Изменить размер шрифта - +

– А я не могу ни на мгновение оторваться от своего холста. В тебе живет земля, Исаак, а во мне – души людей Америки. Но я по‑прежнему люблю тебя. Даже сейчас.

Элвин почувствовал, что он здесь лишний. Они словно забыли о его присутствии в комнате, хотя он только что разговаривал с ними. Наконец до него дошло, что Такумсе и Бекка, может быть, хотят побыть наедине. Поэтому он отошел в сторонку и снова принялся рассматривать холст. На этот раз он решил найти его другой конец. Элвин глазами проследил, куда ведет холст, – осмотрел стены, куски, свешивающиеся с крюков, рулоны.

Но другого конца материи так и не нашел. Скорее всего он где‑то что‑то просмотрел, запутался, потому что вскоре ткань привела его обратно к станку. Но он не сдавался. Изменив направление, он снова стал отслеживать, куда идет ткань, но очень скоро опять вернулся на прежнее место. Как некоторое время назад он не смог отыскать, откуда берутся новые нити, точно так же сейчас Элвин не мог понять, куда подевалось начало холста.

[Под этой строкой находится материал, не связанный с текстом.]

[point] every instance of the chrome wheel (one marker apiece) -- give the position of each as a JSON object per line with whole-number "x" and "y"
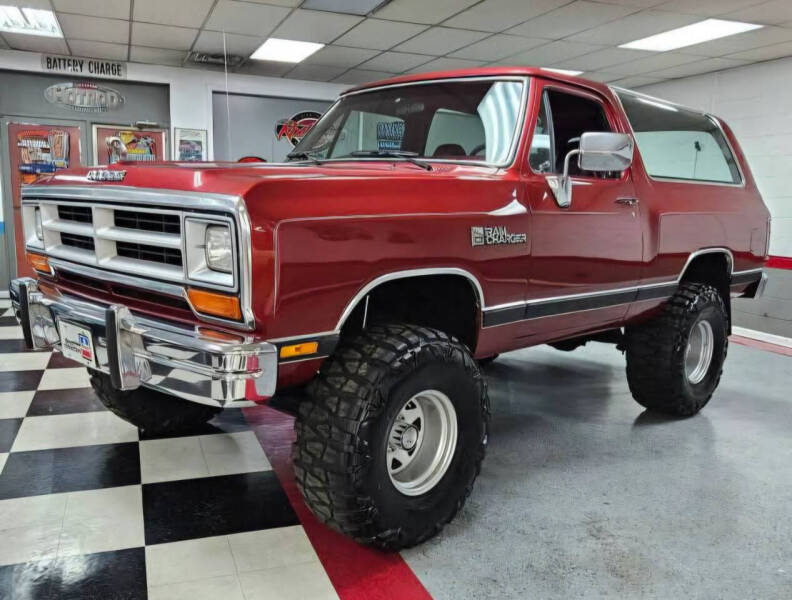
{"x": 421, "y": 442}
{"x": 698, "y": 354}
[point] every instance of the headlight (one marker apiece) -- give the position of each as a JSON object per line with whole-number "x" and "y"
{"x": 39, "y": 228}
{"x": 219, "y": 252}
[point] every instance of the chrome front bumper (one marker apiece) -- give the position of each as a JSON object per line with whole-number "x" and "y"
{"x": 137, "y": 351}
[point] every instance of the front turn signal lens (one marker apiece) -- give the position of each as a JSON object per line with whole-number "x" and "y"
{"x": 215, "y": 304}
{"x": 299, "y": 349}
{"x": 39, "y": 263}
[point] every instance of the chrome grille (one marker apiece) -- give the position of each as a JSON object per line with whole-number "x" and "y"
{"x": 143, "y": 241}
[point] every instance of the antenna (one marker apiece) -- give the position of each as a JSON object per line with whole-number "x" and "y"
{"x": 228, "y": 106}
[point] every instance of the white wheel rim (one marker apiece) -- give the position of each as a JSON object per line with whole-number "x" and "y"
{"x": 699, "y": 351}
{"x": 421, "y": 442}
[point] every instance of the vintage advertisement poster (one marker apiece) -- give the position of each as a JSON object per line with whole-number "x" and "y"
{"x": 190, "y": 145}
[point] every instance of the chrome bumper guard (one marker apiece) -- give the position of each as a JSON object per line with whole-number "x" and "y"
{"x": 137, "y": 351}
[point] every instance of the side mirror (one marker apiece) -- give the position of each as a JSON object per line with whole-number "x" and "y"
{"x": 599, "y": 151}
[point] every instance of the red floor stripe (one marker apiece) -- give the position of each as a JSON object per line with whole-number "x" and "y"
{"x": 779, "y": 262}
{"x": 767, "y": 346}
{"x": 357, "y": 572}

Он снова повернулся к Такумсе и Бекке. О чем бы они там ни шептались, разговор их явно подошел к концу. Такумсе, склонив голову, сидел со скрещенными ногами на полу. Бекка нежно гладила его по волосам.

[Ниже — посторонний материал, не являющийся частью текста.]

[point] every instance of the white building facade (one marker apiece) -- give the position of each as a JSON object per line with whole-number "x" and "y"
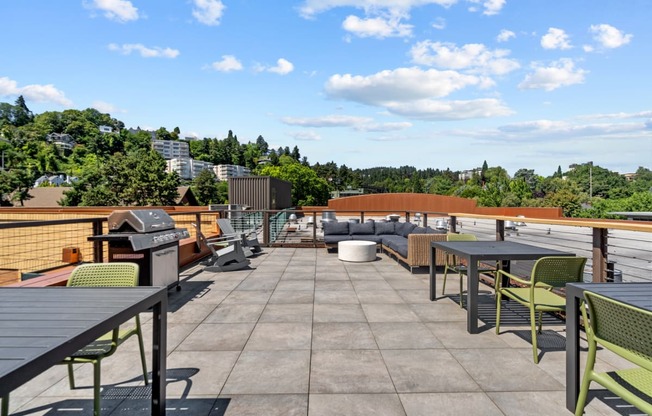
{"x": 223, "y": 172}
{"x": 171, "y": 149}
{"x": 188, "y": 168}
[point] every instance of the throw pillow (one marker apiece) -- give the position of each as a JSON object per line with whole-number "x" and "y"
{"x": 383, "y": 228}
{"x": 336, "y": 228}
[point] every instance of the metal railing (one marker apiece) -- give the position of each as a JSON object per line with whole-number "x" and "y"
{"x": 613, "y": 249}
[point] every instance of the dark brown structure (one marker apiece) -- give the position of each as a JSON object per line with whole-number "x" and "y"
{"x": 260, "y": 192}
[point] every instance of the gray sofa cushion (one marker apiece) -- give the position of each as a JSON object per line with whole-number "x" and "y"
{"x": 404, "y": 228}
{"x": 357, "y": 229}
{"x": 384, "y": 228}
{"x": 367, "y": 237}
{"x": 397, "y": 243}
{"x": 336, "y": 228}
{"x": 336, "y": 238}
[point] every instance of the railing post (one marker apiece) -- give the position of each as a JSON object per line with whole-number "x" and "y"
{"x": 266, "y": 236}
{"x": 500, "y": 230}
{"x": 600, "y": 241}
{"x": 98, "y": 253}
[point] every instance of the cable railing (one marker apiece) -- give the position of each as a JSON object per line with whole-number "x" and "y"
{"x": 28, "y": 248}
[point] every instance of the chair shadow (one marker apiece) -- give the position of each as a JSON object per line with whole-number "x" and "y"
{"x": 124, "y": 399}
{"x": 612, "y": 401}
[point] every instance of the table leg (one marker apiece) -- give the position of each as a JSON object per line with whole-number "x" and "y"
{"x": 433, "y": 273}
{"x": 572, "y": 351}
{"x": 472, "y": 295}
{"x": 159, "y": 357}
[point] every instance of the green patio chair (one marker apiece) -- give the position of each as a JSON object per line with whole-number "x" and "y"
{"x": 626, "y": 331}
{"x": 537, "y": 293}
{"x": 100, "y": 275}
{"x": 456, "y": 265}
{"x": 104, "y": 275}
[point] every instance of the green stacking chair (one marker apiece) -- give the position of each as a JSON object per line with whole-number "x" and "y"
{"x": 104, "y": 275}
{"x": 455, "y": 264}
{"x": 627, "y": 332}
{"x": 100, "y": 275}
{"x": 537, "y": 293}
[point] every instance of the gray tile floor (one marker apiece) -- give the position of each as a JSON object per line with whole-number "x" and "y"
{"x": 301, "y": 333}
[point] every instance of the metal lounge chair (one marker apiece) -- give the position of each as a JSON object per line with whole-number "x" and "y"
{"x": 100, "y": 275}
{"x": 229, "y": 256}
{"x": 626, "y": 331}
{"x": 249, "y": 241}
{"x": 547, "y": 274}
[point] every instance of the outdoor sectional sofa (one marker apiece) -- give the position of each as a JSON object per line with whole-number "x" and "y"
{"x": 403, "y": 240}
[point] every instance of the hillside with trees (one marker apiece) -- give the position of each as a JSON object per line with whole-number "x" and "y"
{"x": 120, "y": 168}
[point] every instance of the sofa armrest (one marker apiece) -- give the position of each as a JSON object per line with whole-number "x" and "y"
{"x": 419, "y": 249}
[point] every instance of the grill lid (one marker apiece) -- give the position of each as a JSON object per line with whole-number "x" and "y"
{"x": 140, "y": 221}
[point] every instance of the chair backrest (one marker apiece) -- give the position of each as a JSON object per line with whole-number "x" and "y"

– Судя по всему, этот холст старше самого дома, – сказал Элвин.

Бекка не ответила.

– Его, наверное, ткали всегда.

– Этот холст ткут с тех самых пор, как люди научились ткать.

– Но не на этом станке. Он‑то почти новый, – подметил Элвин.

– Время от времени станки меняются. Вокруг старого строится новый. Этим занимаются наши мужчины.

– Похоже, этот холст даже старше первых поселений в Америке, – произнес Элвин.

– Когда‑то он был частью большего холста. Но однажды, мы тогда еще жили на нашей родине, мы увидели, что целая группа нитей сворачивает в сторону и движется к краю ткани. Мой прапрапрапрапрапрадедушка построил новый ткацкий станок. Нужные нити у нас уже были. Они отошли от старого холста, и с того самого места мы продолжили ткать. Ты и сам можешь заметить, что наш холст по‑прежнему соединен со своим прародителем.

– Только он находится здесь.

– Он одновременно и здесь, и там. Не пытайся понять это, Элвин. Я давным‑давно отчаялась разобраться. Но разве не здорово знать, что все жизненные нити сплетаются в один огромный холст?

– А кто будет ткать холст для краснокожих, которые ушли с Тенскватавой? – спросил Элвин. – Их нити свернули в сторону и исчезли с ткани.

– Это уже не твое дело, – пожурила Бекка. – Скажем так, был построен еще один станок, который увезли на запад.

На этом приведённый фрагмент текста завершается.